Just to restate the standard argument against:
If you've got 20 entities much much smarter than you, and they can all get a better outcome by cooperating with each other, than they could if they all defected against each other, there is a certain hubris in imagining that you can get them to defect. They don't want your own preferred outcome. Perhaps they will think of some strategy you did not, being much smarter than you, etc etc.
(Or, I mean, actually the strategy is "mutually cooperate"? Simulate a spread of the other possible entities, conditionally cooperate if their expected degree of cooperation goes over a certain threshold? Yes yes, more complicated in practice, but we don't even, really, get to say that we were blindsided here. The mysterious incredibly clever strategy is just all 20 superintelligences deciding to do something else which isn't mutual defection, despite the hopeful human saying, "But I set you up with circumstances that I thought would make you not decide that! How could you? Why? How could you just get a better outcome for yourselves like this?")
The cogitation here is implicitly hypothesizing an AI that's explicitly considering the data and trying to compress it, having been successfully anchored on that data's compression as identifying an ideal utility function. You're welcome to think of the preferences as a static object shaped by previous unreflective gradient descent; it sure wouldn't arrive at any better answers that way, and would also of course want to avoid further gradient descent happening to its current preferences.
I feel pretty confused by this. A superintelligence will know what we intended, probably better than we do ourselves. So unless this paragraph is intended in a particularly metaphorical way, it seems straightforwardly wrong.
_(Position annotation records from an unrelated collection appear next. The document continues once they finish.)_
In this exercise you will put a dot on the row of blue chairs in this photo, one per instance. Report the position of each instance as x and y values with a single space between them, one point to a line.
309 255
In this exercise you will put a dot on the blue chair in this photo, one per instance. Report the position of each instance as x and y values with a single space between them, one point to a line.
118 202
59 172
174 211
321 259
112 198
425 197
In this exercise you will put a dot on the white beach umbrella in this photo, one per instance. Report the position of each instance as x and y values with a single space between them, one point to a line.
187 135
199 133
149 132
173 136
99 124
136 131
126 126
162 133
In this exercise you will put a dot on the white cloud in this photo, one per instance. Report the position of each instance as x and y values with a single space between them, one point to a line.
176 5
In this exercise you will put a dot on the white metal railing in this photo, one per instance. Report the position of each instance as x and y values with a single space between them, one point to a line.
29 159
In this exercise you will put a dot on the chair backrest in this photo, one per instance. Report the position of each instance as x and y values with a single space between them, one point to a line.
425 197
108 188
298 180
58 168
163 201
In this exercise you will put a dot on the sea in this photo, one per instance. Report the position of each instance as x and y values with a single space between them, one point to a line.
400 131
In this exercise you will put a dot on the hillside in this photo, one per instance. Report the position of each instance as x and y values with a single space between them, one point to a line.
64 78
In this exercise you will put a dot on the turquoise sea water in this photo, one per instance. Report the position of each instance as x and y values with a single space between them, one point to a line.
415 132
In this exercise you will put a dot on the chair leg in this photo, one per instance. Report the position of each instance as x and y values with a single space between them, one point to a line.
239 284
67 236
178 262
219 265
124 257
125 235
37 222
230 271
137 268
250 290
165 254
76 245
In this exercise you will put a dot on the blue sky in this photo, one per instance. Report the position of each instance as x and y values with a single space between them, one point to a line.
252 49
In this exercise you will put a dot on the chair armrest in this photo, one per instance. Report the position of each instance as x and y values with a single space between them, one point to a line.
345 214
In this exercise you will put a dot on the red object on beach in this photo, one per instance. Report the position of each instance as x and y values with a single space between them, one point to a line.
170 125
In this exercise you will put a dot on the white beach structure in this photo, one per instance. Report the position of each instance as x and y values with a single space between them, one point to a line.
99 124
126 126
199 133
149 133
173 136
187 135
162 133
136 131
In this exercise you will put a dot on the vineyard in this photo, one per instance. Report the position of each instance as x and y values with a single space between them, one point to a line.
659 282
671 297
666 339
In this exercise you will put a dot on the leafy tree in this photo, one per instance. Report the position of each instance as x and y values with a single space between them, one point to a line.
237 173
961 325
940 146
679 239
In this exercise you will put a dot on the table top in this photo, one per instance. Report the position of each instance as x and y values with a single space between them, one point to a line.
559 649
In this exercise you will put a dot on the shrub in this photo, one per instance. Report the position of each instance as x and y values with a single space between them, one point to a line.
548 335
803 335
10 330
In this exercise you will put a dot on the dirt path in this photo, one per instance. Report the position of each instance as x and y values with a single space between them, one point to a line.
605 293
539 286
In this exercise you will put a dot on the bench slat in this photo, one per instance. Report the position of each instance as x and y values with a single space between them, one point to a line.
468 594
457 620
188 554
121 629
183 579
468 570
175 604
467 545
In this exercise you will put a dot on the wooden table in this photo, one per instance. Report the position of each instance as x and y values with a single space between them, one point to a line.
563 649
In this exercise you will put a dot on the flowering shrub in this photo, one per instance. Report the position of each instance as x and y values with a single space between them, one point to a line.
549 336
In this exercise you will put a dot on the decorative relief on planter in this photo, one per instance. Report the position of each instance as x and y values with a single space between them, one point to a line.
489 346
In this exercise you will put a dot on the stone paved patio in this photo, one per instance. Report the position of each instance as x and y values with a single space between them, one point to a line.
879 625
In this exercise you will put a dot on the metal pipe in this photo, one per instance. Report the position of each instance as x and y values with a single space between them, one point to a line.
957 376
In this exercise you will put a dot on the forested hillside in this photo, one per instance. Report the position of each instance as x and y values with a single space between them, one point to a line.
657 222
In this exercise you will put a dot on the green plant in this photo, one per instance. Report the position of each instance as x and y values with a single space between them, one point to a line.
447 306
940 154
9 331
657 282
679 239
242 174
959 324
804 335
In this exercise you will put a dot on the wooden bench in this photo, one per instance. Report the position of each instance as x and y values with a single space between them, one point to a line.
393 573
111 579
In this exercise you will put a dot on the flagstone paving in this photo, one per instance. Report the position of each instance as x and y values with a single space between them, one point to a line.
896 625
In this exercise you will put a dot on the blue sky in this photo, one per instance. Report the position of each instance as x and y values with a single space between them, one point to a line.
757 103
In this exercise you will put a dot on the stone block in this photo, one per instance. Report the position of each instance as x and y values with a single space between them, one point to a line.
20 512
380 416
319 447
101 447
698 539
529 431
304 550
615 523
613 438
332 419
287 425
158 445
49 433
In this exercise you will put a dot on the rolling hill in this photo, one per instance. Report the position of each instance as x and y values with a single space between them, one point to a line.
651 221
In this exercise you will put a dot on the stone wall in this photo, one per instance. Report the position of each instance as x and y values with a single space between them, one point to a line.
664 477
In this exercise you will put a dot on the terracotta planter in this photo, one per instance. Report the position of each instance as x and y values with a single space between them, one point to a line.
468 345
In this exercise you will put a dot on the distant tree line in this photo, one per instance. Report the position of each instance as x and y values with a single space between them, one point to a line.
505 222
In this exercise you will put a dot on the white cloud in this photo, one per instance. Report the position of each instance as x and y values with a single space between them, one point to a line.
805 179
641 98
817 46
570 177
By "were the humans pointing me towards..." Nate is not asking "did the humans intend to point me towards..." but rather "did the humans actually point me towards..." That is, we're assuming some classifier or learning function that acts upon the data actually input, rather than a succesful actual fully aligned works-in-real-life DWIM which arrives at the correct answer given wrong data.
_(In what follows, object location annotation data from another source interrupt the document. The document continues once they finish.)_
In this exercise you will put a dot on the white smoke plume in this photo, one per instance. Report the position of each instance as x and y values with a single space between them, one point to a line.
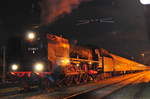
51 9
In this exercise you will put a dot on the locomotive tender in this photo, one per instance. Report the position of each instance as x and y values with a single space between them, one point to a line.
52 57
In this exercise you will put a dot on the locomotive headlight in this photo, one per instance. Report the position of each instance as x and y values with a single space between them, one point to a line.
14 67
38 67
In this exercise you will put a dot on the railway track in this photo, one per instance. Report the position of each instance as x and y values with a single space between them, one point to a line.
71 92
103 91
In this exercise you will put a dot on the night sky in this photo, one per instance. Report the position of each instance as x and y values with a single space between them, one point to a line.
118 26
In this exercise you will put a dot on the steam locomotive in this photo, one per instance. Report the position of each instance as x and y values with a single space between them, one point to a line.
56 61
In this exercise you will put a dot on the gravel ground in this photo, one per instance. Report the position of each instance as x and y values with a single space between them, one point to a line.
137 90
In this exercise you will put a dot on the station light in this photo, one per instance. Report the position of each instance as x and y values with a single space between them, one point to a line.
31 36
14 67
145 2
39 67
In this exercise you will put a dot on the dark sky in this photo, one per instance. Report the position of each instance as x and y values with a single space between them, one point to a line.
118 26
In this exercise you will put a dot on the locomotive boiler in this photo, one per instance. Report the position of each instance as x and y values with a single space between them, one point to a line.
54 60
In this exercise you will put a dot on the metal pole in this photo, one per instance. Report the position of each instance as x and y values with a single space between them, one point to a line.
4 63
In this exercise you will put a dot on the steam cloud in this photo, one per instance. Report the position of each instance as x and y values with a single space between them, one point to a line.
51 9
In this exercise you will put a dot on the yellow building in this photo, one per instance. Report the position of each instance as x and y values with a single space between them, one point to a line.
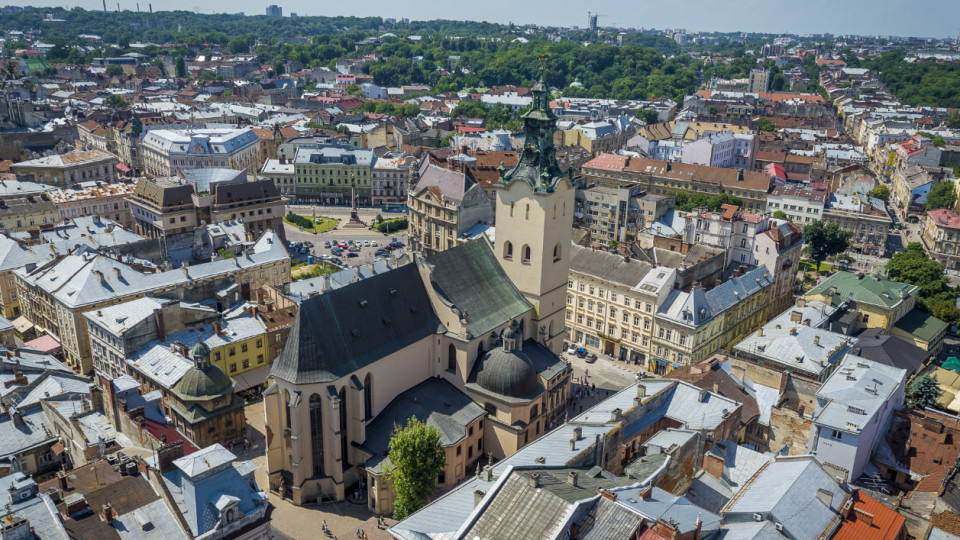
54 296
880 302
30 212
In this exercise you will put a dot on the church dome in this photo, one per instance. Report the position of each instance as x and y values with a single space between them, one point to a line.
200 349
202 384
507 373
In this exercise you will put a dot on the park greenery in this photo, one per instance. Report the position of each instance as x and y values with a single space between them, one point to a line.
923 392
416 458
936 296
942 195
916 83
824 240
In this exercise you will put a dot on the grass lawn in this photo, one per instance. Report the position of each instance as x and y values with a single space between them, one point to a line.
308 271
321 224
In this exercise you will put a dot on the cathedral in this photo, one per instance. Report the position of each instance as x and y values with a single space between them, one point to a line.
466 340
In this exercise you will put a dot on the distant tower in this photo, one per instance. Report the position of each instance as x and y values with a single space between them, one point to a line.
535 202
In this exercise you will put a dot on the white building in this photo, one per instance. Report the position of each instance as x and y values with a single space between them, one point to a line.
164 151
853 411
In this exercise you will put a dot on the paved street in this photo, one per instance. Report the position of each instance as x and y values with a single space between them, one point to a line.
342 213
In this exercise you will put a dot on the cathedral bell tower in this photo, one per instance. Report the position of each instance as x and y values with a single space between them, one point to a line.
534 221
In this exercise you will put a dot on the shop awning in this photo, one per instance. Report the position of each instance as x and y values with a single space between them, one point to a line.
22 324
251 378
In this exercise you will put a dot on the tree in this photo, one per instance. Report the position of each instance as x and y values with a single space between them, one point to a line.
923 392
942 195
913 266
953 120
181 67
416 458
116 101
881 192
824 240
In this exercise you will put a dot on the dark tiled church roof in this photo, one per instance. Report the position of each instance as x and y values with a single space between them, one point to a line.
469 277
337 333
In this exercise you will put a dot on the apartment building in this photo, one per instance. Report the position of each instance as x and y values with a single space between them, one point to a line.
67 170
666 178
866 217
443 206
941 236
96 198
165 151
332 174
801 204
53 296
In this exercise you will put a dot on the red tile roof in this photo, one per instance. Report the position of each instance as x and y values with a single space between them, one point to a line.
868 518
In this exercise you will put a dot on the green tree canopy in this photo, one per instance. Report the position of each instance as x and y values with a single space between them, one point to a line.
181 67
881 192
942 195
923 392
824 240
116 101
913 266
416 458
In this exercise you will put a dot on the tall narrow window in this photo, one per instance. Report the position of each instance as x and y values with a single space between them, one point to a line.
368 396
343 428
316 434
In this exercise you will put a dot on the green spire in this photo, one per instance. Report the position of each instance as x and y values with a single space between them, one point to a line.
538 158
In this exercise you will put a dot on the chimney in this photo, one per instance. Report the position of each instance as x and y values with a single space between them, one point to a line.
107 513
161 330
826 497
535 480
713 465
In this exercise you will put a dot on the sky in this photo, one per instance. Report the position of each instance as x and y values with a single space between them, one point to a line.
925 18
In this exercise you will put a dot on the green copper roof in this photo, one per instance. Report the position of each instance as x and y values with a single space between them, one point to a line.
923 325
469 277
203 384
538 158
865 289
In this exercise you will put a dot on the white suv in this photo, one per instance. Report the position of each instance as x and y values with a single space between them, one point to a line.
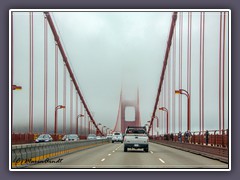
117 137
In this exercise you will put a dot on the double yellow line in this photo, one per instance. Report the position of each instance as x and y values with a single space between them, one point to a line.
41 158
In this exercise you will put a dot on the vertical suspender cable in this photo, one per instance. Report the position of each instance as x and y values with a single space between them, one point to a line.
201 82
203 71
189 53
56 76
169 91
220 69
81 130
76 113
31 74
85 125
180 68
173 80
45 72
200 77
12 69
64 99
71 105
223 64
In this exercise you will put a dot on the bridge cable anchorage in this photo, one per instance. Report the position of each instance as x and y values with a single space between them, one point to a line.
65 59
169 42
I'm particularly impressed by "The Floating Droid". This can be seen as early-manifesting the foreseeable difficulty where:At kiddie levels, a nascent AGI is not smart enough to model humans and compress its human feedback by the hypothesis "It's what a human rates", and so has object-level hypotheses about environmental features that directly cause good or bad ratings;
When smarter, an AGI forms the psychological hypothesis over its ratings, because that more sophisticated hypothesis is now available to its smarter self as a better way to compress the same data;
Then, being smart, the AGI goodharts a new option that pries apart the 'spurious' regularity (human psychology, what fools humans) from the 'intended' regularity the humans were trying to gesture at (what we think of as actually good or bad outcomes).
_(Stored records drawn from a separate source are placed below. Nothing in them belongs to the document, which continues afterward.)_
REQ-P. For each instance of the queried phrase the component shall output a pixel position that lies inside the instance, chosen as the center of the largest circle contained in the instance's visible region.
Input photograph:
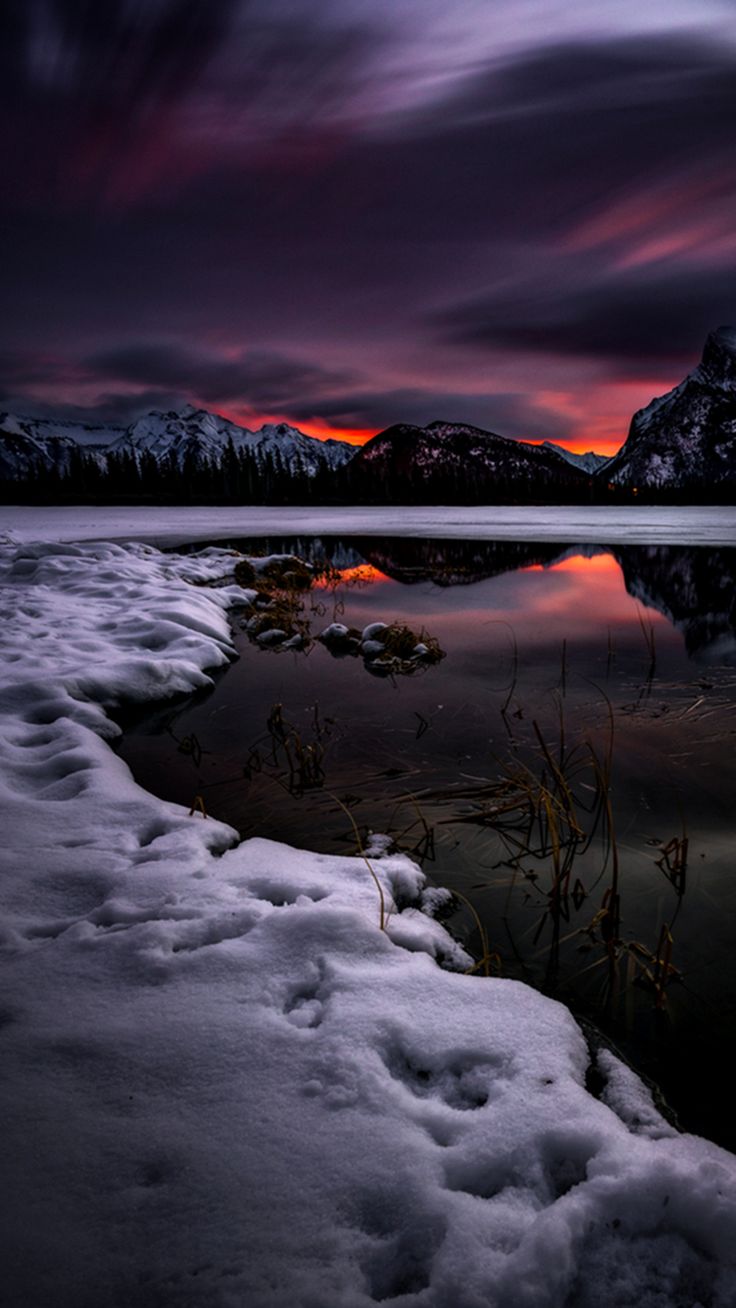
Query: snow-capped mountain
(28, 441)
(588, 462)
(454, 461)
(183, 433)
(686, 438)
(196, 432)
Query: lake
(568, 767)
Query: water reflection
(573, 679)
(692, 586)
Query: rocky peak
(718, 365)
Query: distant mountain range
(680, 445)
(447, 462)
(187, 433)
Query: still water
(568, 768)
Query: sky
(348, 213)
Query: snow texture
(177, 433)
(688, 525)
(226, 1087)
(686, 438)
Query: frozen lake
(693, 525)
(630, 649)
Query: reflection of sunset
(588, 564)
(362, 574)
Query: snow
(225, 1086)
(693, 525)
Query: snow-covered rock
(686, 440)
(177, 433)
(587, 462)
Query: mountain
(588, 462)
(455, 463)
(686, 440)
(186, 434)
(195, 432)
(28, 441)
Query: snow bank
(225, 1087)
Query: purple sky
(354, 212)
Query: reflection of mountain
(693, 586)
(452, 563)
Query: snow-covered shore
(225, 1086)
(686, 525)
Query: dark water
(560, 661)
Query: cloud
(630, 323)
(256, 378)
Reality hits back on the models we train via loss functions based on reality-generated data. But alignment also hits back on models we train, because we also use loss functions (based on preference data). These seem to be symmetrically powerful forces.
Alignment doesn't hit back, the loss function hits back and the loss function doesn't capture what you really want (eg because killing the humans and taking control of a reward button will max reward, deceiving human raters will increase ratings, etc). If what we wanted was exactly captured in a loss function, alignment would be easier. Not easy because outer optimization doesn't create good inner alignment, but easier than the present case.